Align these timeouts with your CDN’s stale-while-revalidate windows; the Next.js data fetching & caching docs cover how revalidation and cache headers interact.

4. Test CDN Routing Under Partial Outage

Set cache headers that let edge nodes serve expired content when origin health checks fail. This prevents an invalidation storm during degradation.

Cache-Control: public, max-age=300, stale-while-revalidate=86400, stale-if-error=604800

max-age=300: Fresh content served for 5 minutes.
stale-while-revalidate=86400: Background revalidation allowed for 24 hours.
stale-if-error=604800: Serve stale content for up to 7 days if origin returns 5xx or times out.

Simulate origin downtime and assert the CDN returns X-Cache: HIT or STALE rather than propagating 502 Bad Gateway to users.

5. Automate Chaos Scenarios in CI

Run fault injection in pre-deploy pipelines and assert that components render fallback states within a latency budget. Use Playwright or Cypress to check DOM structure and accessibility attributes during a simulated outage.

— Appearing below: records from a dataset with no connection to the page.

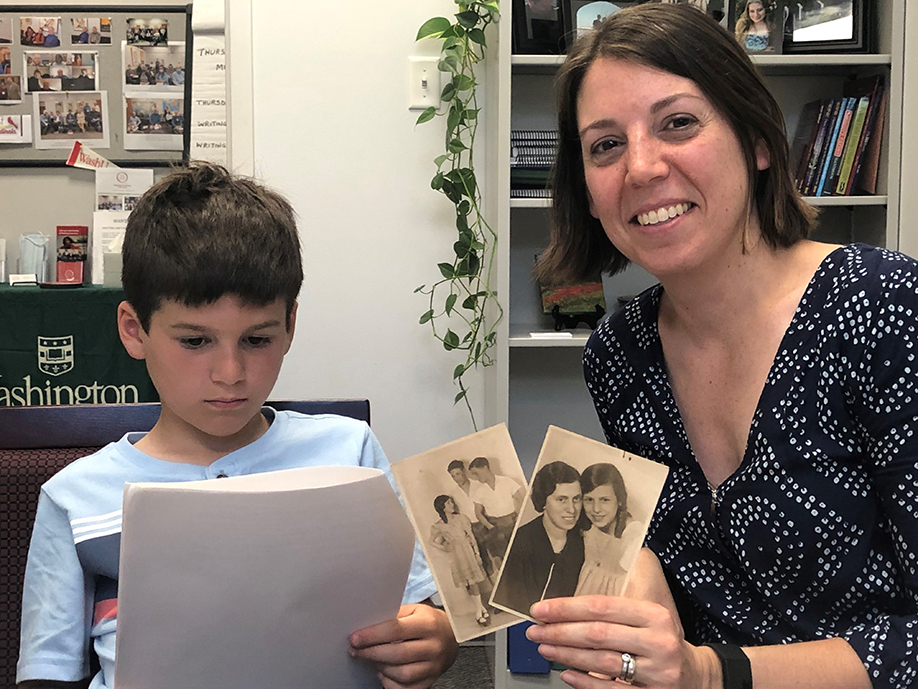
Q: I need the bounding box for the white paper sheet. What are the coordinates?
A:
[115,467,414,689]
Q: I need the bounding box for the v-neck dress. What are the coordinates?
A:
[583,244,918,689]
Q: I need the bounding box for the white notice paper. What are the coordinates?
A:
[115,467,414,689]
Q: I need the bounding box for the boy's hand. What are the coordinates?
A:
[348,604,459,689]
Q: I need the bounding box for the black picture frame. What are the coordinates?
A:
[784,0,875,54]
[560,0,732,52]
[512,0,564,55]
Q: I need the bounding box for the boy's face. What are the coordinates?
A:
[118,295,296,438]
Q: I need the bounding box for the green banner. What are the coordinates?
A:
[0,285,159,406]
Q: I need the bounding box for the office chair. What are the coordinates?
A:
[0,399,370,689]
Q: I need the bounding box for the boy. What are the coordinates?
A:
[18,164,457,689]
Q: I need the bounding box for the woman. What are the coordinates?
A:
[528,4,918,689]
[430,495,491,627]
[492,462,583,614]
[735,0,771,53]
[574,462,640,596]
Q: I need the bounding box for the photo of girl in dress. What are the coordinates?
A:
[574,462,646,596]
[392,424,526,642]
[734,0,784,55]
[430,495,491,627]
[491,426,668,619]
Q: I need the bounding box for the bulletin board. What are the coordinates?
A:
[0,4,193,167]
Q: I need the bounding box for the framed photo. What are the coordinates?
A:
[784,0,874,53]
[513,0,564,55]
[729,0,787,55]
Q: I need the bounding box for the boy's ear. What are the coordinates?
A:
[118,301,146,359]
[284,301,299,354]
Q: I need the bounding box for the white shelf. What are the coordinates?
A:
[510,323,593,348]
[510,195,889,208]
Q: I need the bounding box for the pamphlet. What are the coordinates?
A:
[115,466,414,689]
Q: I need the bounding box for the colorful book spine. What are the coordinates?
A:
[802,99,841,196]
[814,98,854,196]
[835,96,870,196]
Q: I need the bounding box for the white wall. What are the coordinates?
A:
[0,0,187,273]
[227,0,485,461]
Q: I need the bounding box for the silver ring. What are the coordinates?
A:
[618,653,637,684]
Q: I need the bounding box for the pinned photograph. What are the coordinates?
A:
[124,95,185,151]
[23,51,99,93]
[125,19,169,45]
[733,0,785,55]
[392,424,526,642]
[19,17,61,48]
[0,74,22,105]
[32,91,109,149]
[70,17,112,45]
[122,43,185,94]
[491,426,669,619]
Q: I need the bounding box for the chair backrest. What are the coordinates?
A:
[0,399,370,689]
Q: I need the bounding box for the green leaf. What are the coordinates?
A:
[415,105,437,125]
[414,17,453,41]
[453,74,475,91]
[456,11,481,29]
[443,330,459,350]
[440,82,456,102]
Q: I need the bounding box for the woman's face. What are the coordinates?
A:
[583,483,618,531]
[577,58,767,279]
[544,482,582,531]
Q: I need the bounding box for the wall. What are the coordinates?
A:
[227,0,485,461]
[0,0,188,273]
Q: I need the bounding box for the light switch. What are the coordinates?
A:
[408,57,441,110]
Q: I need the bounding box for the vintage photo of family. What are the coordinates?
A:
[392,424,526,642]
[491,426,668,618]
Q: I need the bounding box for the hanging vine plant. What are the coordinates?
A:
[415,0,503,431]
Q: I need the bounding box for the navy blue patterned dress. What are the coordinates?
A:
[584,244,918,689]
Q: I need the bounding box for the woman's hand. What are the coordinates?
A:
[527,549,722,689]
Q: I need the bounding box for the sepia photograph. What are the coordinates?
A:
[125,19,169,45]
[19,17,61,48]
[122,43,185,94]
[491,426,668,619]
[32,91,109,149]
[70,17,112,45]
[392,424,526,642]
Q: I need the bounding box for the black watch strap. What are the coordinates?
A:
[705,644,752,689]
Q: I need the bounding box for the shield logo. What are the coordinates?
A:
[38,335,73,376]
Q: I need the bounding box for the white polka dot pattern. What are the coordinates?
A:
[583,244,918,689]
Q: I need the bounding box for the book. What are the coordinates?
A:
[801,98,841,196]
[790,100,825,190]
[844,75,884,195]
[114,466,414,689]
[814,98,854,196]
[56,225,89,283]
[854,89,888,194]
[835,96,870,196]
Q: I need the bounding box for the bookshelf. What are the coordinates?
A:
[486,0,918,689]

// tests/cms-fallback.spec.ts
import { test, expect } from '@playwright/test';

test('renders fallback UI when CMS returns 503', async ({ page }) => {
  // MSW intercepts and returns 503 automatically in CI
  await page.goto('/blog/chaos-engineering');
  
  await expect(page.locator('[data-testid="cms-fallback-banner"]')).toBeVisible();
  await expect(page.locator('h1')).toHaveText('Content Temporarily Unavailable');
  
  // Verify hydration completed without client-side errors
  const consoleErrors = await page.evaluate(() => window.__consoleErrors || []);
  expect(consoleErrors).toHaveLength(0);
});

Production Deployment & Observability

Control the blast radius. Enable fault injection in staging first, then roll into production behind a feature flag scoped to internal traffic or low-risk routes. Track three resilience metrics:

Error budget consumption: 5xx rate and timeout percentage against SLA.
Fallback activation rate: how often stale-if-error or client fallbacks fire.
Hydration mismatch count: target zero React hydration warnings while degraded.

Instrument the fetch layer with distributed tracing to correlate CMS latency spikes with render degradation. Run this alongside the rest of your Data Fetching & Caching Strategies and a CMS dependency stops being a single point of failure.